I guess it's understandable. To fall back on what you know and all. But like those Wall Street types say, If you ain't growin', you're dyin'.
To an outsider--and I could live here for 185 more years and become Mayor of the city and I'd still be the Longest Living Outsider Ever in New Orleans--I know that it's the same old same old. Even
pre-Katrina. The same crappy old blues players at Jazz Fest; where I get the added pleasure of hearing them interrupt their set and preach about the good ol' days and all of their dead blues players friends for the 25 minutes I'm standing in line to pee, a jam session (if you can call it that) for the thirty minutes I'm queued up again to get a warm, Louisiana-Proud Bud Light and watching a 15 year-old girl puke and nearly pass out while I wait yet another fifteen minutes for cold crawfish bread that has more wooly bread and neo-glow orange sauce than crawfish and wonder which is worse, the preachin' and singin', the standin' or the amazing food and drink.

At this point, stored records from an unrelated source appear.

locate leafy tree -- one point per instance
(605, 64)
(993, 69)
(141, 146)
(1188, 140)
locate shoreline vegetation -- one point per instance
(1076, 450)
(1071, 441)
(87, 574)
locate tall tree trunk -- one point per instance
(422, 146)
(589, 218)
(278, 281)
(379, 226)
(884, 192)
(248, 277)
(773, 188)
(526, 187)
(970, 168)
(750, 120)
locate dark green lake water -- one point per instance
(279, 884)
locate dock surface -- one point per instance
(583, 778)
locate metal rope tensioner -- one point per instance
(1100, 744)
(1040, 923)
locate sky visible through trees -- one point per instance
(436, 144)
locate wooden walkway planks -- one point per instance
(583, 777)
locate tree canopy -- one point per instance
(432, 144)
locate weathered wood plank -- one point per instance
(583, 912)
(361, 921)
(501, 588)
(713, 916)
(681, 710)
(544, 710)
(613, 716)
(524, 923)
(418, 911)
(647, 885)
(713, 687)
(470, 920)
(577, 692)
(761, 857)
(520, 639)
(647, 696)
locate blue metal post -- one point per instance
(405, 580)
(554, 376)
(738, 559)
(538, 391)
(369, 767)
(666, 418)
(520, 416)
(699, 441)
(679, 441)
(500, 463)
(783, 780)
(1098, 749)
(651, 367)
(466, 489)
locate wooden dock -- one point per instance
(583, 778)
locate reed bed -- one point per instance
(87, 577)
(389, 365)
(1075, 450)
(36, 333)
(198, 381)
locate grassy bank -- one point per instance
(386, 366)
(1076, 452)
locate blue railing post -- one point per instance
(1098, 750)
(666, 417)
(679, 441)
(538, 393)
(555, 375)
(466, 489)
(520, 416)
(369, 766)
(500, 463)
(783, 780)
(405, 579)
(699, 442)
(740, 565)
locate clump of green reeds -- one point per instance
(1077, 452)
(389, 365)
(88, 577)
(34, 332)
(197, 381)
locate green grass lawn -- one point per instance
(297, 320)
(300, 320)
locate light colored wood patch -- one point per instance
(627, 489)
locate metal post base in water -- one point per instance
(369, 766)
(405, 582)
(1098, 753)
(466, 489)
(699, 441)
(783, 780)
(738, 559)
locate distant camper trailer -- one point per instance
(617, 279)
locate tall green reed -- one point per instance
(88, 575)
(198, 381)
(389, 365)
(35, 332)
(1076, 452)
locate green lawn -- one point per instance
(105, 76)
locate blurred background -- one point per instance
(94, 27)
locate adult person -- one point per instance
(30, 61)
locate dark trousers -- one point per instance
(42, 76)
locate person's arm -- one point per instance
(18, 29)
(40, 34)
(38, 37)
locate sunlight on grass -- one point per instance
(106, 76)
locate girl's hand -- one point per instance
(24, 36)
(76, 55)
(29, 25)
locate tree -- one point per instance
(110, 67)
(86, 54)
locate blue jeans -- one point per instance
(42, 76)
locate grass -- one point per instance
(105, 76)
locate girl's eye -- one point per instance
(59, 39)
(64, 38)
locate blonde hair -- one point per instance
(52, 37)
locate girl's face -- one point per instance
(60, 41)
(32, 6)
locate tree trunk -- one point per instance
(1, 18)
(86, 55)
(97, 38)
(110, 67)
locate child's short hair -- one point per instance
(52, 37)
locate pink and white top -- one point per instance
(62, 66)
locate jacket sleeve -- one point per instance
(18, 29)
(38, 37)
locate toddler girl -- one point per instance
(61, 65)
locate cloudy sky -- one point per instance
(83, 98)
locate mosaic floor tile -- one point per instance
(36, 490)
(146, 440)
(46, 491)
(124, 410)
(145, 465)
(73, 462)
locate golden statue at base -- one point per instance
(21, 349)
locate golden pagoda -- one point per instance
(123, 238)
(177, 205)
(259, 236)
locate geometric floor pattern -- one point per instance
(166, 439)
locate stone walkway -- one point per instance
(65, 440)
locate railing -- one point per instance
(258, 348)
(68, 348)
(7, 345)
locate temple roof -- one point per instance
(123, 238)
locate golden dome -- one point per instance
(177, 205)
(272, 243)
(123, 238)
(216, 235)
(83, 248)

Of course, by then it's started to rain.
Earlier in the year, if I'm not excited about Mardi Gras it's as if I'd just told my 2 year-old son and all of
his 2 year-old friends that there's no Santa Claus. Yet Mardi Gras is the same recycled Mardi Gras floats in the same Mardi Gras parades only with different names--Yea! It's Orpheus tonight!--with the same Mardi Gras songs by the same Mardi Gras bands--Ooh, ooh! Move back! Here comes Saint Aug!--and those same really old ladies in the same leopard-print leotards as last year doing the same half-ass high-steppin' to the same chest-thumpin' Whoomp! (There It Is) blaring from the same champagne Chrysler 3000 with spinnin' 24's behind 'em. After each parade, I'm subjected to the same dried-out-is-this-unleavened cake doused in the same grainy, purple, green and Corvette-yellow icing washed down this time with Louisiana-Proud Coors Light, hoping I don't choke on the plastic baby because if I don't eat any it's an offense to all present when all I really want is a place to go wash myself.
Over and over and over and over for weeks.
~
New Orleans, the City that Care Forgot.
Better, the City they Forgot to Clean.
But what's a hick from Arkansas know about great cuisine or important culture, right?
Don't leave it to me. Cooks and crooks--and very often very un-great food--is how world-renowned food writer Alan Richman summarized what New Orleans is most famous for.
New Orleans fell in love with itself and acted accordingly, becoming a
festival of narcissism, indolence, and corruption. Tragedy could not
have come to a place more incapable of dealing with it.
And not simply because of a batshit crazy, racist Mayor who's vagina-friendly, I'd like to add.
But let's not even get into the crime. The corruption. The view on Veterans Highway.
~
Were it not for my son's wonderful grandparents here, my wife's
attachment to this town would be completely irrational. However, I realize that a person's home can make you this way, too. Why, look at the Palestinians and Israelis. They're so torn over losing the places they grew up in that they've been killing
each other for millenia over it.
And I bet they don't even have Abita beer there.
Lately, I often
picture myself in some sort of black-and-white dream, like on the tarmac at the end of
Casablanca, and I'm a sad-but-determined Bogey in a fedora--but at Louis Armstrong International Airport in Kennah instead of Morocco--and I'm shoving my family (Grandma and Gramps, too) onto a shiny turboprop in a dense, stormy night and we fly, heroically, towards sunsets in a land of big yards, low sales taxes, and cornbread dressing.
And Lysol.
And we wouldn't come back for those goddamned parades.